There was laughter here from the spectators.
Mr. Woodworth would insist on the applicability of expressio unius and Mr. Mulcair would insist that Mr. Woodworth did not understand “statutory interpretation”
Afterwards, the two Liberal members of the committee would be asked by a reporter to define the word “amendment,” which would seem to suggest some small victory today for Mr. Mulcair.
The committee is vowing to continue this study, with a warning that Mr. Mulcair might be recalled.
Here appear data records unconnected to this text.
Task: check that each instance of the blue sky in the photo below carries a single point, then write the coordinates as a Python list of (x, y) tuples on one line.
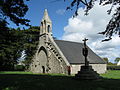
[(67, 28)]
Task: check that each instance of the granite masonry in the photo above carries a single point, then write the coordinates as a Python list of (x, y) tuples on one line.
[(58, 56)]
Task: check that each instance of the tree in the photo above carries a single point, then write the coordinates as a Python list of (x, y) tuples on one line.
[(106, 60), (11, 46), (117, 59), (113, 26), (13, 42), (14, 10)]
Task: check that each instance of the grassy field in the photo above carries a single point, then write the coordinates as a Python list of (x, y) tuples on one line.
[(29, 81)]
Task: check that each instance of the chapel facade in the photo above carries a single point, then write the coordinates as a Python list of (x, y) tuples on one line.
[(59, 56)]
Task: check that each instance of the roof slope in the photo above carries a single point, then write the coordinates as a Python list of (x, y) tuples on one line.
[(73, 52)]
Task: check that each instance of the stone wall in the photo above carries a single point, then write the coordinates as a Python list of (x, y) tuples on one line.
[(48, 58), (100, 68)]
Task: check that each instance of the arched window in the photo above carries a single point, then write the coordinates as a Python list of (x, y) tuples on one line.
[(48, 28)]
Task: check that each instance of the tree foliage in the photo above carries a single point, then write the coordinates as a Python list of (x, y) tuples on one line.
[(13, 10), (117, 59), (113, 26)]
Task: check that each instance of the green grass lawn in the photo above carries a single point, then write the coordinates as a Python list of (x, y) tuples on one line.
[(29, 81)]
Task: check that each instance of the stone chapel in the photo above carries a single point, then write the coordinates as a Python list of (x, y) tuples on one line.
[(59, 56)]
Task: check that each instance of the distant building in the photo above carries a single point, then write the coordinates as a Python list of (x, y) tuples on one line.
[(58, 56)]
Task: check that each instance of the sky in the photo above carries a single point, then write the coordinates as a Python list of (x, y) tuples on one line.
[(76, 29)]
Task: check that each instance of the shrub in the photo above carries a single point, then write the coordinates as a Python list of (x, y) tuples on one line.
[(19, 68)]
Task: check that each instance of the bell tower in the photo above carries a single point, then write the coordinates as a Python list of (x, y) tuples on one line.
[(46, 24)]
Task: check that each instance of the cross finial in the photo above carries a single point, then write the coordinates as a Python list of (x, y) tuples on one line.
[(85, 39)]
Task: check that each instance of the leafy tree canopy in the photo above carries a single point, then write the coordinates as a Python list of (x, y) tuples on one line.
[(13, 42), (13, 10), (113, 26), (117, 59)]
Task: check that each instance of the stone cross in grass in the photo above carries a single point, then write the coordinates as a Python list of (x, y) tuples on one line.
[(85, 52)]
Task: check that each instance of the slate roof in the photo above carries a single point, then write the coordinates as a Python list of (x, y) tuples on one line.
[(73, 52)]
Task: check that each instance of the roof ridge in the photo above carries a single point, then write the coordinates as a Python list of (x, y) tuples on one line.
[(69, 41)]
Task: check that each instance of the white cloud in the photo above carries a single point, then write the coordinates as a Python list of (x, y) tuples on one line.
[(88, 26), (60, 11)]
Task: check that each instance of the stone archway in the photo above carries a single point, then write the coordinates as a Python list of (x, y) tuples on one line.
[(42, 57)]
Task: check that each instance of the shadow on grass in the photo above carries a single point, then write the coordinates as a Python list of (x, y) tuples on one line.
[(48, 82)]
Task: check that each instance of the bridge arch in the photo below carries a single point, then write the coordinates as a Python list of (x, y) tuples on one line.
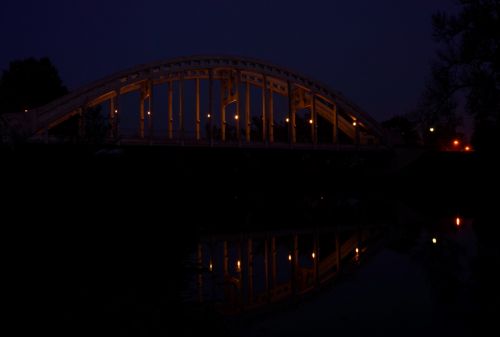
[(233, 77)]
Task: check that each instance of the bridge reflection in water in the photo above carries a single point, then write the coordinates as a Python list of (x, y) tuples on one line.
[(246, 271)]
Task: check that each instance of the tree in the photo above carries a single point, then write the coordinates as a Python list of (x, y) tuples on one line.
[(402, 130), (467, 67), (29, 84)]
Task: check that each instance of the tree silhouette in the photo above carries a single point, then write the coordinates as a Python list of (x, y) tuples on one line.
[(29, 84), (468, 66)]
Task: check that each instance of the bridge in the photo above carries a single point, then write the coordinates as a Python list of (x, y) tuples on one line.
[(209, 100)]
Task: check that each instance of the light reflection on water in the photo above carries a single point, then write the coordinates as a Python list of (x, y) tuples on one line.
[(242, 272)]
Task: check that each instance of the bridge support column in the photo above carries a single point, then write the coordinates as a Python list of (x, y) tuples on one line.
[(248, 120), (81, 124), (291, 116), (266, 269), (295, 264), (142, 112), (198, 117), (338, 251), (335, 125), (264, 119), (199, 262), (238, 107), (181, 108), (150, 111), (170, 91), (250, 271), (314, 119), (211, 106), (316, 258), (223, 89), (273, 262), (113, 117), (271, 116)]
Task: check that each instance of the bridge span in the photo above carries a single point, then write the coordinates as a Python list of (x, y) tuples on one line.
[(211, 99)]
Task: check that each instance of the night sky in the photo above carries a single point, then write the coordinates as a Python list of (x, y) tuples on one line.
[(375, 52)]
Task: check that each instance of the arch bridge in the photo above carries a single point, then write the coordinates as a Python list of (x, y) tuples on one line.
[(232, 100)]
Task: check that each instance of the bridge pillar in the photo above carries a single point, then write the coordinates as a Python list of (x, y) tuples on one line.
[(266, 269), (338, 250), (250, 270), (114, 116), (150, 111), (238, 107), (314, 118), (199, 281), (248, 120), (223, 90), (271, 116), (291, 115), (198, 117), (170, 91), (264, 89), (141, 112), (295, 264), (181, 108), (81, 124), (335, 125), (316, 258), (211, 106), (273, 261)]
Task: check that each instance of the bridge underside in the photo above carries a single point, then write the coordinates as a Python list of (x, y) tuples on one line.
[(207, 100)]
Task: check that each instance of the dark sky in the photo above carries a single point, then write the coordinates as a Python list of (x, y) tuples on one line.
[(376, 52)]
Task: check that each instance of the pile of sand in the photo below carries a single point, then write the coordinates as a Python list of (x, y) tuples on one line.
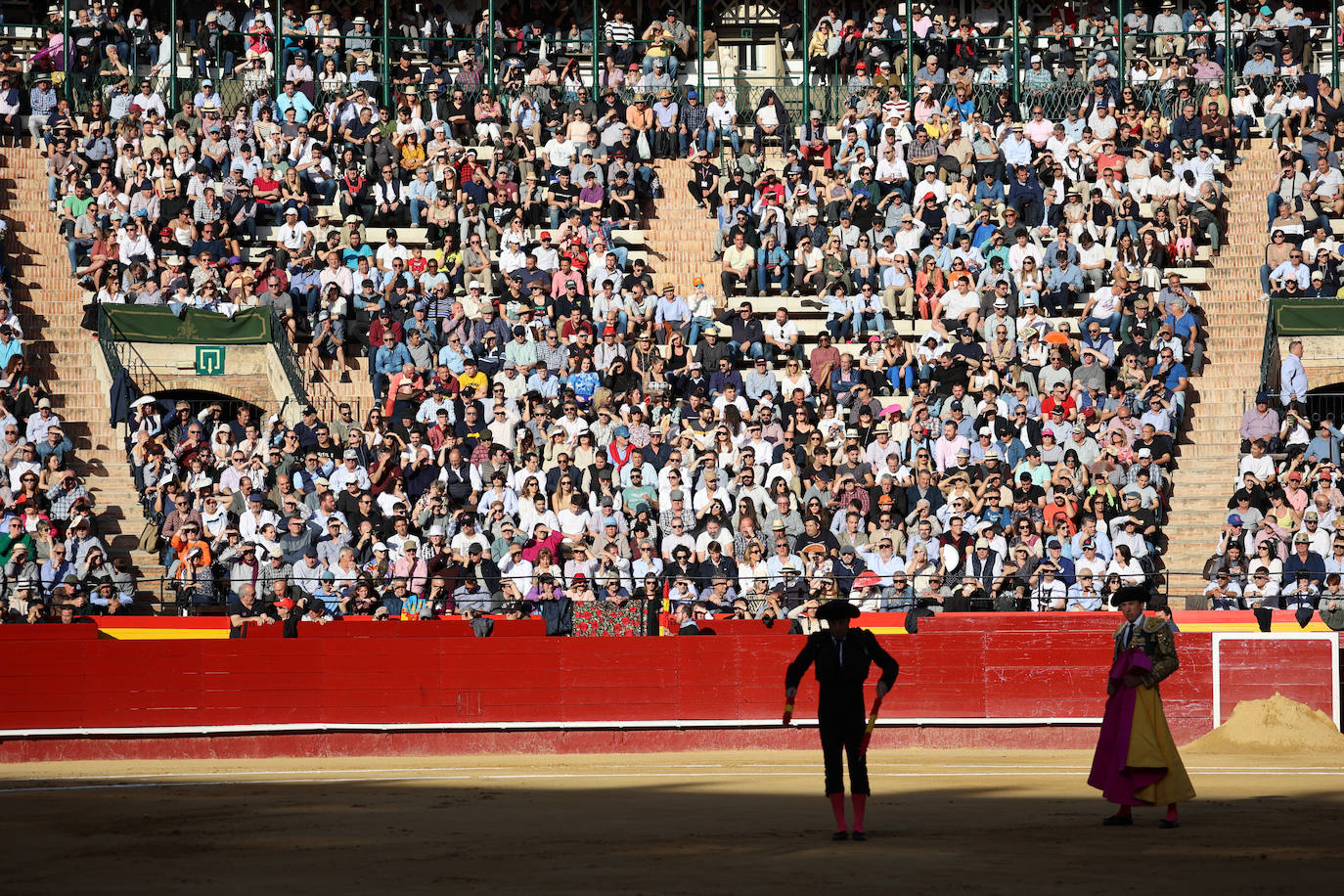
[(1276, 726)]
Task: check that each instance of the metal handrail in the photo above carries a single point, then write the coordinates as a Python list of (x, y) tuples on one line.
[(167, 591), (288, 359)]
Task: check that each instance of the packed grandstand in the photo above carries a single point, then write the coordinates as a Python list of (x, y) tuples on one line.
[(944, 363)]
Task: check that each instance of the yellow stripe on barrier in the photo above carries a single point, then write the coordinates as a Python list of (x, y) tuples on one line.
[(164, 634)]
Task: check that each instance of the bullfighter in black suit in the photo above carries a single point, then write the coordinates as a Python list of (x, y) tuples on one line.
[(843, 655)]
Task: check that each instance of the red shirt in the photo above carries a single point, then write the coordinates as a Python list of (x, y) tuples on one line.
[(261, 186)]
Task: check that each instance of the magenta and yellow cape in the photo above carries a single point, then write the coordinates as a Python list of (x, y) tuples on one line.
[(1136, 762)]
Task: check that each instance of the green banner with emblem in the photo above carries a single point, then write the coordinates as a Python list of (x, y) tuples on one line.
[(1308, 316), (157, 324)]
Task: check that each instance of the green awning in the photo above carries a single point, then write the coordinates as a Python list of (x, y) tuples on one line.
[(1308, 316), (157, 324)]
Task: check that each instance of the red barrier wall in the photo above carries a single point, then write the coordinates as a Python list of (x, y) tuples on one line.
[(967, 688)]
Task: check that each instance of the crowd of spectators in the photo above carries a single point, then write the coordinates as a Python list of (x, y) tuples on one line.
[(553, 418), (1279, 547)]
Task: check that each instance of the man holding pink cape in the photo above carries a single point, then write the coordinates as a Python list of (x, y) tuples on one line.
[(1136, 762)]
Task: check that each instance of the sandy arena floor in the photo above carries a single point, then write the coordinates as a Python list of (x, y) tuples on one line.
[(951, 821)]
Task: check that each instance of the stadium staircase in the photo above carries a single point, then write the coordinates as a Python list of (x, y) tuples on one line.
[(49, 304), (680, 237), (1235, 317)]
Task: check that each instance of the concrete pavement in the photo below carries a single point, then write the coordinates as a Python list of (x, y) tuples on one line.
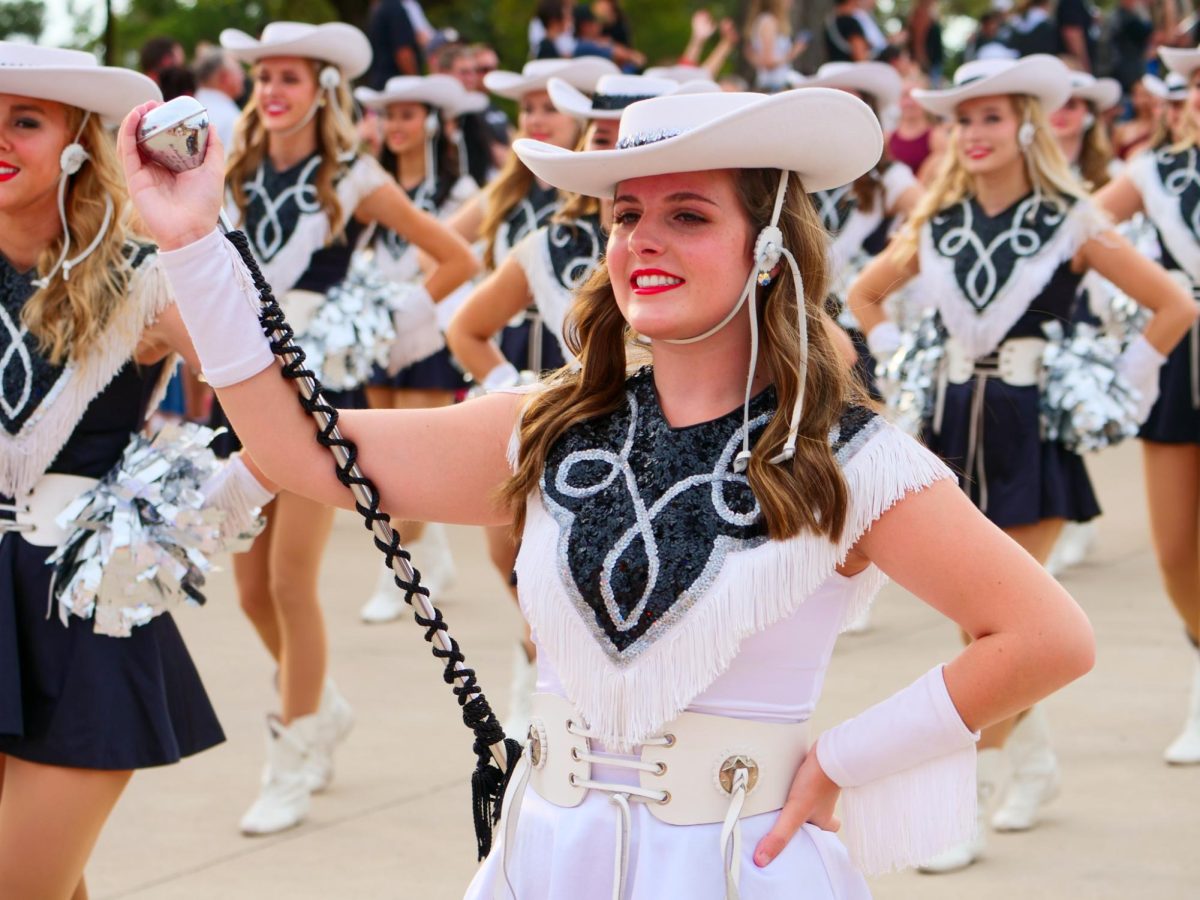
[(396, 822)]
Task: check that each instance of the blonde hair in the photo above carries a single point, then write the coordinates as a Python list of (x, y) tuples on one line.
[(808, 495), (335, 138), (69, 316), (1044, 165)]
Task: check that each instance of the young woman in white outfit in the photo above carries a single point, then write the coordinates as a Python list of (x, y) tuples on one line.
[(1164, 184), (1001, 243), (413, 112), (695, 532), (303, 195)]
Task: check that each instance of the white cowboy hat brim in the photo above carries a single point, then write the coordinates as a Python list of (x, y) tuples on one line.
[(582, 73), (876, 79), (784, 131), (570, 100), (1041, 76), (334, 42), (442, 91), (75, 79), (1103, 93), (1183, 60)]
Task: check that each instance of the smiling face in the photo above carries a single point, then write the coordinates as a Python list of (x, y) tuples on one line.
[(286, 88), (403, 126), (540, 120), (679, 253), (987, 135), (33, 133)]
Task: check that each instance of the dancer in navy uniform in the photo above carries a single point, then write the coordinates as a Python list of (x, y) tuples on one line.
[(425, 161), (303, 195), (714, 583), (1002, 240), (543, 273), (88, 324), (1164, 184)]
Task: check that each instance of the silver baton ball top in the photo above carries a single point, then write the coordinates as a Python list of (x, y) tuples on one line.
[(175, 135)]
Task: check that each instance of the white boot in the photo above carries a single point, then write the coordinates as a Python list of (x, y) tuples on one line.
[(990, 766), (283, 799), (525, 681), (1185, 750), (334, 723), (1072, 547), (431, 555), (1036, 778)]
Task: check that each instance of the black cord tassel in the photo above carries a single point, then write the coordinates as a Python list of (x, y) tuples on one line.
[(487, 783)]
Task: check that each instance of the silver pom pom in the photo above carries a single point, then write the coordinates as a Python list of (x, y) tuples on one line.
[(142, 537), (1085, 403), (909, 379), (352, 330)]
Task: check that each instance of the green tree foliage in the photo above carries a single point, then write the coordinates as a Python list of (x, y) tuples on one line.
[(22, 18)]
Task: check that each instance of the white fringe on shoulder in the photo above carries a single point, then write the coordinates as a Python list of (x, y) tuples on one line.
[(982, 331), (1163, 210), (625, 703), (25, 455)]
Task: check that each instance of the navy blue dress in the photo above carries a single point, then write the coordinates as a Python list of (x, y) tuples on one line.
[(67, 695), (1017, 478)]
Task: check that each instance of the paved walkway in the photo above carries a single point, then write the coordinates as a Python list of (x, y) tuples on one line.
[(396, 822)]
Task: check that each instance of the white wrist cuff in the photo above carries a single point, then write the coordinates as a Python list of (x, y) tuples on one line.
[(883, 340), (216, 298), (503, 376)]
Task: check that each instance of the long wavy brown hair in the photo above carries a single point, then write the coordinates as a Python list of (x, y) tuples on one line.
[(335, 139), (67, 316), (809, 495)]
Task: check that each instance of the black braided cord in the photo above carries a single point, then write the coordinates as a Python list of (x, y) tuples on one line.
[(487, 781)]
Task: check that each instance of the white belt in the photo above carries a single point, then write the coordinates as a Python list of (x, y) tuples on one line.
[(35, 513), (701, 769), (299, 307), (1017, 361)]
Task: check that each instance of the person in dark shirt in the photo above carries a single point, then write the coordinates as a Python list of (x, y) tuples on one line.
[(1132, 29), (394, 45), (1078, 30), (845, 39)]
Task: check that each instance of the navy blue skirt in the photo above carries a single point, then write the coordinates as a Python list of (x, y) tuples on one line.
[(437, 372), (1175, 418), (1027, 479), (72, 697)]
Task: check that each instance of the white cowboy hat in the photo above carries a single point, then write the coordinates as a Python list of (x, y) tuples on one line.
[(877, 79), (334, 42), (582, 73), (437, 90), (1039, 76), (827, 137), (1101, 93), (1174, 88), (615, 93), (1183, 60), (677, 73), (73, 78)]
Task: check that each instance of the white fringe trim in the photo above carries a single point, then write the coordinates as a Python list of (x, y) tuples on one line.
[(907, 819), (1164, 211), (982, 331), (756, 588), (25, 455)]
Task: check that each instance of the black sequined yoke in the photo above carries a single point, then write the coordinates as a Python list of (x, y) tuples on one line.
[(648, 514), (985, 249)]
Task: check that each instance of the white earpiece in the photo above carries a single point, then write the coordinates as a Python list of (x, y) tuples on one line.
[(1026, 133), (329, 78)]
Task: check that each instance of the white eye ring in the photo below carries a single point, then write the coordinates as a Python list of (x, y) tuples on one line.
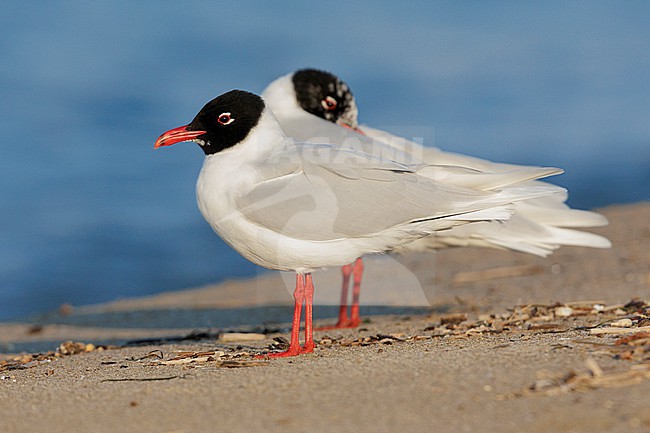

And if it can somehow be demonstrated that the parliamentary staff in that Montreal office were performing expressly partisan work or that the House of Commons administration was expressly duped, the NDP leader might have a problem too large for legalese.
But between yesterday’s 30-minute scrum and today’s two-hour testimony, we’ve at least gotten a good look at what Thomas Mulcair looks like when he’s being asked to explain himself. (Indeed, for all of this controversy, the New Democrats might at least be happy that their guy got some attention.) He is not quite humble, nor particularly gentle, with a certain rhetorical aggressiveness. And in figuring out what the rules would allow and then dismissing one’s critics, he and his side have perhaps not quite ingratiated themselves (in the NDP’s creative design and legalistic defence, there is the faintest echo here of the Conservative party’s in-and-out scandal).
Is this how Mr. Mulcair would govern, with this sass toward his rivals and critics? If so, we might at least hope that he’d remain so willing to participate in 30-minute scrums and two-hour committee appearances. Perhaps that should even be a requirement.